Hear you, dude. My Dad needs to hear more analysis like that. Modesty and a little self-examination could dispel some of these myths about liberuls (that is, making our faults our defining characteristics), but caving - as Kerry did earlier this week on the gay marriage issue - is not going to do it. So far, my money is on Harry Reid - I think he could even turn Dad around.
Go Help!!
Susie needs a boost, and deserves one (remember that Koufax?) Her situation is all too personally familiar. Needn't be much - power in numbers, folks.
.
Wednesday, May 11, 2005
11 May 2005
Reality bites Michael Medved, and he seems not to like it.....pointer from TPM.
Not Sleepin'
I know - hard to tell, but limited writing time has been devoted the last few days to answering a relative who watches too much Faux News. It's instructive; the brain is a convoluted landscape, and man does that shit get impacted, and it's important not to scrape away too hard or feelings might be hurt. Family!
More later.
Saturday, May 07, 2005
Simpletons
And as being deprived of suffrage is still within living memory of citizens of this country, I am amazed at the scope - and intensity - of responses to the Runaway Bride story this last week. The facts of the case are trivial, the madness of the media coverage is not - recalls to me the great parody headline 'SLEEP CLAIMS JACKIE!" - yeah, Jackie O was out like a light for one-third of every day!! Shock, awe, and Nancy Grace going hyperthyroid on us all. If only there was some real analogue to Slim Whitman that would explode their alien brains, I'd pipe it out my window to restore local sanity.

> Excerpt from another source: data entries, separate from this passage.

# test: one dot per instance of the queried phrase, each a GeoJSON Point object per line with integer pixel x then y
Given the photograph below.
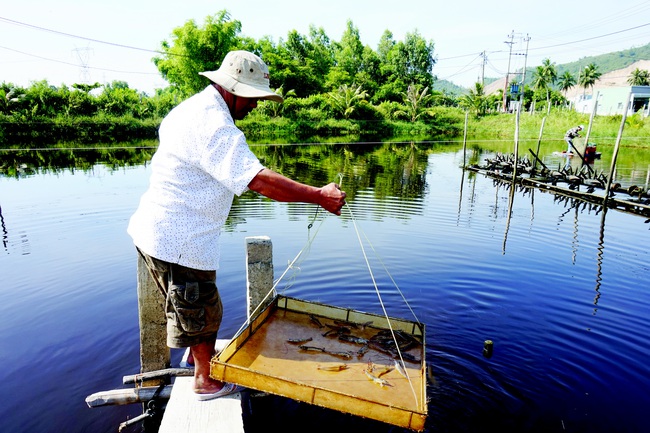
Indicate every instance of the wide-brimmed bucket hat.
{"type": "Point", "coordinates": [242, 73]}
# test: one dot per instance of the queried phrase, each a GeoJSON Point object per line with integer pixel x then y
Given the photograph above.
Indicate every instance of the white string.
{"type": "Point", "coordinates": [381, 302]}
{"type": "Point", "coordinates": [291, 265]}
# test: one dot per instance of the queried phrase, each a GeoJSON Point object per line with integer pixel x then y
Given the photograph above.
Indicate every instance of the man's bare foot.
{"type": "Point", "coordinates": [207, 386]}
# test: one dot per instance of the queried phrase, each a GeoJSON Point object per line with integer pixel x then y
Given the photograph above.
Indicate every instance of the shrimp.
{"type": "Point", "coordinates": [377, 380]}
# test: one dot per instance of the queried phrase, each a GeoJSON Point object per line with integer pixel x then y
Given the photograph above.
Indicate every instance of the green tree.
{"type": "Point", "coordinates": [10, 97]}
{"type": "Point", "coordinates": [402, 64]}
{"type": "Point", "coordinates": [475, 100]}
{"type": "Point", "coordinates": [565, 82]}
{"type": "Point", "coordinates": [543, 78]}
{"type": "Point", "coordinates": [195, 49]}
{"type": "Point", "coordinates": [118, 99]}
{"type": "Point", "coordinates": [589, 76]}
{"type": "Point", "coordinates": [639, 77]}
{"type": "Point", "coordinates": [415, 102]}
{"type": "Point", "coordinates": [346, 99]}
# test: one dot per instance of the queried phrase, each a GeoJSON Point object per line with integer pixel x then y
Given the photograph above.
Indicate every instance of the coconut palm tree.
{"type": "Point", "coordinates": [545, 76]}
{"type": "Point", "coordinates": [415, 102]}
{"type": "Point", "coordinates": [346, 99]}
{"type": "Point", "coordinates": [565, 82]}
{"type": "Point", "coordinates": [639, 77]}
{"type": "Point", "coordinates": [589, 76]}
{"type": "Point", "coordinates": [475, 100]}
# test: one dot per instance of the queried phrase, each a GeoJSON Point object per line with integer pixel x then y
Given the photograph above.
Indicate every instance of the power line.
{"type": "Point", "coordinates": [76, 65]}
{"type": "Point", "coordinates": [10, 21]}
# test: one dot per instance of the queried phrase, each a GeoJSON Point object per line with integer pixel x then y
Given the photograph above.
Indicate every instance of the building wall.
{"type": "Point", "coordinates": [612, 100]}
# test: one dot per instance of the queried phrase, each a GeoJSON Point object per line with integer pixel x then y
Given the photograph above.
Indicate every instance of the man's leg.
{"type": "Point", "coordinates": [203, 383]}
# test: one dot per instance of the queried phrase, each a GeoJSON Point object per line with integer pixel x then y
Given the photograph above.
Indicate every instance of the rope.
{"type": "Point", "coordinates": [381, 302]}
{"type": "Point", "coordinates": [292, 266]}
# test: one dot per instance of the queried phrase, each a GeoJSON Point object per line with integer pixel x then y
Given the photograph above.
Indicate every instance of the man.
{"type": "Point", "coordinates": [202, 161]}
{"type": "Point", "coordinates": [570, 135]}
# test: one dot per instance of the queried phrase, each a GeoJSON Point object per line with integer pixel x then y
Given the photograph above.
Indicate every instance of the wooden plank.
{"type": "Point", "coordinates": [184, 413]}
{"type": "Point", "coordinates": [261, 358]}
{"type": "Point", "coordinates": [126, 396]}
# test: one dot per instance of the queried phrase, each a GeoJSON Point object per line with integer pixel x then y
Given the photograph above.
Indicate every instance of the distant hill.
{"type": "Point", "coordinates": [615, 67]}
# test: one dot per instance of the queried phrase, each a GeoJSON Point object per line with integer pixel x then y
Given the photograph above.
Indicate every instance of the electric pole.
{"type": "Point", "coordinates": [483, 68]}
{"type": "Point", "coordinates": [505, 88]}
{"type": "Point", "coordinates": [523, 77]}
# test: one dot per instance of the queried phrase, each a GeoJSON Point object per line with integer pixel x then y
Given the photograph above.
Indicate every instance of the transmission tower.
{"type": "Point", "coordinates": [83, 55]}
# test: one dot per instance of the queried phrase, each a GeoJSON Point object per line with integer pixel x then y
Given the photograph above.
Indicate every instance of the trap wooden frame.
{"type": "Point", "coordinates": [261, 357]}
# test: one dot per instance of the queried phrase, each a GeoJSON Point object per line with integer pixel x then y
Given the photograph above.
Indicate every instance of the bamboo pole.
{"type": "Point", "coordinates": [615, 154]}
{"type": "Point", "coordinates": [591, 119]}
{"type": "Point", "coordinates": [465, 142]}
{"type": "Point", "coordinates": [127, 396]}
{"type": "Point", "coordinates": [539, 143]}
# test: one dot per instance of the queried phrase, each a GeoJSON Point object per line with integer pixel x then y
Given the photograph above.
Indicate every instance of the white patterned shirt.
{"type": "Point", "coordinates": [202, 161]}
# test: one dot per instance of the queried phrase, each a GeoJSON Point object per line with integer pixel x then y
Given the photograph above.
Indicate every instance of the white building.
{"type": "Point", "coordinates": [614, 100]}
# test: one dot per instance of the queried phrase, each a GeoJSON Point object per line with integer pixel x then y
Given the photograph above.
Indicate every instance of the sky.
{"type": "Point", "coordinates": [67, 42]}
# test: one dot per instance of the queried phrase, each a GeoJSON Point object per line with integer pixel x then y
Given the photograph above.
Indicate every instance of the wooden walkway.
{"type": "Point", "coordinates": [184, 413]}
{"type": "Point", "coordinates": [620, 199]}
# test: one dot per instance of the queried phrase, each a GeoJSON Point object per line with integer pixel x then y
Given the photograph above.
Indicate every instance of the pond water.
{"type": "Point", "coordinates": [560, 287]}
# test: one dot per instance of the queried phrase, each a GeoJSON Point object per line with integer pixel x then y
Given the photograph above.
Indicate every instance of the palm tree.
{"type": "Point", "coordinates": [347, 98]}
{"type": "Point", "coordinates": [544, 76]}
{"type": "Point", "coordinates": [589, 77]}
{"type": "Point", "coordinates": [475, 100]}
{"type": "Point", "coordinates": [565, 82]}
{"type": "Point", "coordinates": [415, 102]}
{"type": "Point", "coordinates": [639, 77]}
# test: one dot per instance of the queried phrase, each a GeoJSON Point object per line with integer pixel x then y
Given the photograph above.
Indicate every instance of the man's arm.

The ordinary rites of passage are becoming so inflated, so freighted, with anxiety right now that we may need (but should reject) a Department of Homeland Insecurity. Lindsay, bless her, reasserts the privacy and particularity of weddings (my own sister's was very particular!). Lance addressed the fears of the fearful - straight men who have to demonize gay men because - hmm - they might be set upon and ass-fucked? Roving gangs of predatory fags - I'd like to see that, and I might even sign up - but it's a fantasy. I can assert that coming out (if you are gay) affirms your masculinity like nothing else - it's the closet that makes you a sissy.
Benjamin DeMott has a fine piece on another cleavage - jocks and non-jocks - in the 5/12 NYRB (free on-line, too). He's been clear-eyed on our national will to sweep class, race, and status under the rug for a very long time. How he can continue to spear the complacent received postures and prejudices of his peers, and yet remain hopeful, is virtue itself.
Monday, May 02, 2005
A-Maying
However, it is now May, and the picture below is from the Cluny Museum in Paris - the Medieval one - and the set of tapestries, on a deep green ground overgrown with flowers, illustrating the pleasures of courtly life, is a favorite of mine. They are not overwhelmingly large, and you can get quite close in their modest room (the rest of which displays fragile and beautiful textiles). Just scenes of hunting and picnics and promenades (and bathing, of course) - civilized pleasures, and no excuses for them.